Quero concluir os projetos que a pandemia atrasou, como é o caso do Mercado do Bolhão, o Terminal Intermodal de Campanhã, a recuperação do Cinema Batalha, a extensão da Biblioteca, o projeto do antigo Matadouro como âncora da minha sempre e inequívoca prioridade: Campanhã, pois tenho a certeza de que esta zona da cidade tem condições únicas para ser uma alavanca de desenvolvimento para toda a cidade”, afirmou Moreira.

Ao longo de um discurso de 30 minutos, que tinha a assistir na plateia o presidente da Câmara de Lisboa, o líder do CDS-PP e o presidente do FC Porto, entre muitos outros, Moreira reforçou a aposta em afirmar um “Porto positivo e agregador”.

“Tentarei, repito, ser positivo e agregador neste último mandato que o Porto me confiou, pois sei que, depois do inverno pandémico que todos vivemos, há um frio económico e político que se está a aproximar”, vincou.

Dizendo que o Porto continuará a “ser sempre uma voz de independência e de liberdade face aos poderes instalados, ao centralismo que em tanto prejudica o país”, altura em que se ouviram palmas, Moreira acredita que a cidade pode ser a base histórica de um movimento político mais próximo dos cidadãos.

Não tenho qualquer obsessão por este caminho e estou preparado para abrir o debate sobre este tema”, assumiu.

E questionou: “se daqui saíram as tropas liberais, se daqui brotaram as primeiras revoltas republicanas, porque é que daqui não poderá sair um novo movimento cívico que, combatendo a espiral de cinismo, o galopante fosso entre cidadãos e a política e sempre num respeito pelos partidos, aproxime os portugueses de um projeto político intransigentemente humanista e democrático”.

Moreira, que assume o seu terceiro e último mandato à frente dos destinos do Porto, aproveitou ainda para enaltecer “a magnífica característica portuense” que é a capacidade critica, sendo uma cidade onde tudo está sempre em permanente discussão pública.

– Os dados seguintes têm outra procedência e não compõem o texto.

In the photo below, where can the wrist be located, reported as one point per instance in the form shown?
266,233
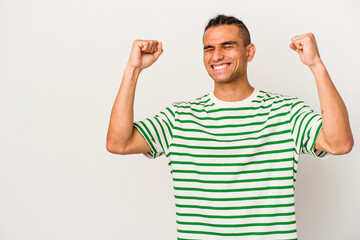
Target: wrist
317,65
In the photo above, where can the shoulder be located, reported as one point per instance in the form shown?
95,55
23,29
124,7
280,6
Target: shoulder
275,97
199,102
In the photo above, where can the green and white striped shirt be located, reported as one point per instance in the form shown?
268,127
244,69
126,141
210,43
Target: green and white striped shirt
234,164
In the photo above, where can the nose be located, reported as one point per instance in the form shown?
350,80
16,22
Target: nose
217,54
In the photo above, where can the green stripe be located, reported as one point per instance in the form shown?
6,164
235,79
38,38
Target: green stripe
235,140
237,234
306,128
232,164
232,181
233,173
235,199
236,225
231,125
233,190
231,109
235,216
157,134
232,147
164,134
233,133
231,117
300,131
231,155
235,207
142,132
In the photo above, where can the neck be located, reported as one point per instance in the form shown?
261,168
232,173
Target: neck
233,91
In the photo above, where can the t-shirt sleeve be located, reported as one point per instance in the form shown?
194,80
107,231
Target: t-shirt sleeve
305,127
158,131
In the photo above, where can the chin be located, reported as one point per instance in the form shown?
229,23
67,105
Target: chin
221,80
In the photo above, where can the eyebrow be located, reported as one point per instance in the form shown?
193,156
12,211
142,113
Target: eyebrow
222,44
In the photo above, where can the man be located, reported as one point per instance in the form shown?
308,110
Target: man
233,152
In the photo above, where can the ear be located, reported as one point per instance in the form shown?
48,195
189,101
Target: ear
250,52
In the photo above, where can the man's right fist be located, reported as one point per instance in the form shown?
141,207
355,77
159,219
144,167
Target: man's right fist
144,53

Rui Moreira foi eleito presidente da Câmara Municipal do Porto pelo movimento independente Rui Moreira: Aqui Há Porto!, que conseguiu 40,72% dos votos, elegendo seis vereadores, não tendo conseguido reeditar a maioria absoluta conquistada nas autárquicas de 2017.

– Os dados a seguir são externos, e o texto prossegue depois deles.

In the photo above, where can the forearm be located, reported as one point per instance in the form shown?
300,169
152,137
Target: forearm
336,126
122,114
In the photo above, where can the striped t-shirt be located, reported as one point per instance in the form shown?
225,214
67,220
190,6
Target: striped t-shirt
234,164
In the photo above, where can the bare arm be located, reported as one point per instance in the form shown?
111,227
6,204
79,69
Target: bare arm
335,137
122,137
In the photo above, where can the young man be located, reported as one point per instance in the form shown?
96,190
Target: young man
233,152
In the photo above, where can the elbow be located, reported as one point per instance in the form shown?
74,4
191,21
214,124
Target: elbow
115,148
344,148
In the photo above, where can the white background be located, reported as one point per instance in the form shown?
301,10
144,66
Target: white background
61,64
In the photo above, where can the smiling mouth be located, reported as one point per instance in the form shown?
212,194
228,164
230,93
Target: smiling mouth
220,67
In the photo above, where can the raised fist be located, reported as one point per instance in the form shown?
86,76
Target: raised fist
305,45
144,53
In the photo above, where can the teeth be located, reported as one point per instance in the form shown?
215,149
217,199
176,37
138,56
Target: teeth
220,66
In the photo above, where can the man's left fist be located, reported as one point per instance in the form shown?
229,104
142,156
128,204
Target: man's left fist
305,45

Por seu turno, a oposição elegeu sete mandatos – três do PS, dois do PSD e a CDU e o Bloco de Esquerda um cada, este último eleito pela primeira vez.

Sem maioria absoluta, o movimento do independente Rui Moreira e o PSD estabeleceram um acordo de governação e acordaram medidas para os próximos quatro anos de mandato.

O acordo está dependente da incorporação de medidas contidas no programa social-democrata no Plano e Orçamento da Câmara do Porto para 2022, tais como a redução do Imposto sob o Rendimento Singular (IRS) entre um mínimo de 0,5% e 0,625% na componente municipal.

O PSD não terá representação nos pelouros do executivo, nem nas empresas municipais.

No entanto, na Assembleia Municipal, o PSD apresentou Sebastião Feyo de Azevedo, antigo reitor da Universidade do Porto, como candidato a presidente da mesa, contando com o apoio já anunciado do movimento de Rui Moreira.

A Assembleia Municipal do Porto foi durante os últimos dois mandatos presidida por Miguel Pereira Leite, do movimento independente, que, perante o acordo, não se recandidatou ao cargo.